As a part of my bachelor thesis on cosmic structure formation I have been dealing with a sum of many randomly distributed phase factors, so in principle with a pearson random walk. If there are $N$ particles with random locations $\vec{q_j}$ within a sphere of Radius $R$ the sum I have been talking about would be $$s = \sum_{j=1}^N \mathrm{e}^{i \vec{k}\cdot \vec{q_j}}$$
$\phi_s$ denotes the phase of $s$ and it is a quantity which fluctuates between $-\pi$ and $\pi$ on a scale of $1/R$ (can I state this more precisely?). Essentially I want to evaluate the asymptotic proportionalities for $R\rightarrow \infty$ of the integral
$$\int_{\Omega} \mathrm{d}^3k f(\vec{k}) \phi_s(\vec{k})$$
with $\Omega \subset \mathbb{R}^3$. The result should be some distribution with mean zero and a standard deviation which depends on $R$.
What I did so far:
If the problem was in a onedimensional setting with $f = 1$ I would start like this. In order to integrate $\phi_s$ over a finite interval I would "discretize" it: Instead of integrating $\phi_s$ itself I integrate a step function with step size $\frac{1}{R}$ and a random value between $-\pi$ and $\pi$. Now the integral has in principle become a product of the step size $\frac{1}{R}$ and the result of a 1D-random walk: $$\int_a^b \phi_s(k)\mathrm{d}k \approx \sum_{j=1}^{\left \lceil{(b-a)R}\right \rceil} (\pm \pi) \frac{1}{R}$$ with $\pm \pi (j)$ yielding $\pi$ and $-\pi$ with equal probability (actually it should be some value between $-\pi$ and $\pi$ but this should only be wrong by a constant prefactor). For $R\rightarrow \infty$ the average value of this sum is 0 while its standard deviation should be $\frac{\pi}{R}\sqrt{(b-a)R} = \pi\sqrt{\frac{(b-a)}{R}}$.

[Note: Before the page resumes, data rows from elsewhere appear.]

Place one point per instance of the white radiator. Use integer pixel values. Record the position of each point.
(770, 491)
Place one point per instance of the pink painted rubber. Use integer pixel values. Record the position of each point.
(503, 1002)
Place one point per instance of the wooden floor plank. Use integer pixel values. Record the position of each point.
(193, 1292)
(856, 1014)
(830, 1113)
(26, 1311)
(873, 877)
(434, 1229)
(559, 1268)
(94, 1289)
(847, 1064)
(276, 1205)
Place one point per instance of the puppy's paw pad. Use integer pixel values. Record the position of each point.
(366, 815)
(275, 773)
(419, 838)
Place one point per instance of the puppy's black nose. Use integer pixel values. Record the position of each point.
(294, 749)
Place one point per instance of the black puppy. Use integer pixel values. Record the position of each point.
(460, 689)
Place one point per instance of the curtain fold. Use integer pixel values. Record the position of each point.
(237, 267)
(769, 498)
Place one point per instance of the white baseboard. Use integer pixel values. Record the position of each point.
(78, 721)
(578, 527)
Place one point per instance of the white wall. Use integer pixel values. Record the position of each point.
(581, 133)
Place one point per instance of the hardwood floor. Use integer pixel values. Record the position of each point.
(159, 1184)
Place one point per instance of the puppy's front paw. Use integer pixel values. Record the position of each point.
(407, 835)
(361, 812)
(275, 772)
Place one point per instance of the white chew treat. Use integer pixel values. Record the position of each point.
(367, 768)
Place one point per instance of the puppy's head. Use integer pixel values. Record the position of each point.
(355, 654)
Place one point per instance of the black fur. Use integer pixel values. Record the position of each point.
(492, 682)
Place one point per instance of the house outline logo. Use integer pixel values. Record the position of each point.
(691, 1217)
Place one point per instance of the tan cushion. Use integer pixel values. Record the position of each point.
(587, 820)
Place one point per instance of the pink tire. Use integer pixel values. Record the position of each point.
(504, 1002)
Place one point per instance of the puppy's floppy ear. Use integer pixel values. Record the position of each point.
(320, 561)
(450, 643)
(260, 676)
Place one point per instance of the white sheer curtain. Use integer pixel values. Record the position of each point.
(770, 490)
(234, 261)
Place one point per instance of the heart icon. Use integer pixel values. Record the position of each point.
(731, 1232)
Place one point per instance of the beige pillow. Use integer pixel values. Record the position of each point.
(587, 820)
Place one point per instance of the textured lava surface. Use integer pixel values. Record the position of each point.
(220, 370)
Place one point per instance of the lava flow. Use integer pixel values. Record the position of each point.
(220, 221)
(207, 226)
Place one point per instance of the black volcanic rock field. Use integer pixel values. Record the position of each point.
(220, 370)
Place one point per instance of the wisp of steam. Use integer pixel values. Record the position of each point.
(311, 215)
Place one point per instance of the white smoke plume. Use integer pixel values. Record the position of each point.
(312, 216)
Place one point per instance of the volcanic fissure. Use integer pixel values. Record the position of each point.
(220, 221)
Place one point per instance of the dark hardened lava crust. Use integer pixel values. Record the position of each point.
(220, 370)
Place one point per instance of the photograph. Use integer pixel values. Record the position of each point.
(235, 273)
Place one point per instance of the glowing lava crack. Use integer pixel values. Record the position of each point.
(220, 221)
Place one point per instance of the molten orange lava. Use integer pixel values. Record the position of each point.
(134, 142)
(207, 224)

Now this method can be generalized in various directions. In order to integrate the product of $\phi_s$ with some function $f$ over a possibly unbounded domain in one dimension one can use the same line of thought but now one has to deal with a random walk with varying step size according to $f$. $$\int_a^b f(x) \phi_s(x) \mathrm{d}x \approx \sum_{j=1}^{(b-a)R} f(j)\phi_s(j) \frac{1}{R}$$ Using $\phi_s = \pm \pi$ and the additivity of variances one can write the standard deviation of this term as follows: $$\sigma = \frac{\pi}{R}\sqrt{\sum_{j=1}^{(b-a)R} (f(j))^2} = \frac{\pi}{\sqrt{R}}\sqrt{\sum_{j=1}^{(b-a)R} (f(j))^2 \frac{1}{R}} \xrightarrow{R\rightarrow \infty} \frac{\pi}{\sqrt{R}} \sqrt{\int_a^b (f(x))^2 \mathrm{d}x}$$ In the last step I used the definition of the (possibly improper) Riemann integral. The $D$-dimensional case is completely analogous and yields $$\sigma\left(\int_{\Omega} f(\vec{x}) \phi_s(\vec{x}) \mathrm{d}^D x\right) \approx \frac{\pi}{\sqrt{R}^D} \sqrt{\int_{\Omega} (f(\vec{x}))^2 \mathrm{d}^Dx}$$ for the case where $\phi_s$ fluctuates randomly on a scale of $R$ in every direction and $$\sigma\left(\int_{\Omega} f(\vec{x} \phi_s(\vec{x}) \mathrm{d}^D x\right) \approx \frac{\pi}{\Pi_{i=1}^D \sqrt{R_i}} \sqrt{\int_{\Omega} (f(\vec{x}))^2 \mathrm{d}^Dx}$$ for the case where $\phi_s$ fluctuates randomly on a scale of $R_i$ in the direction $i$.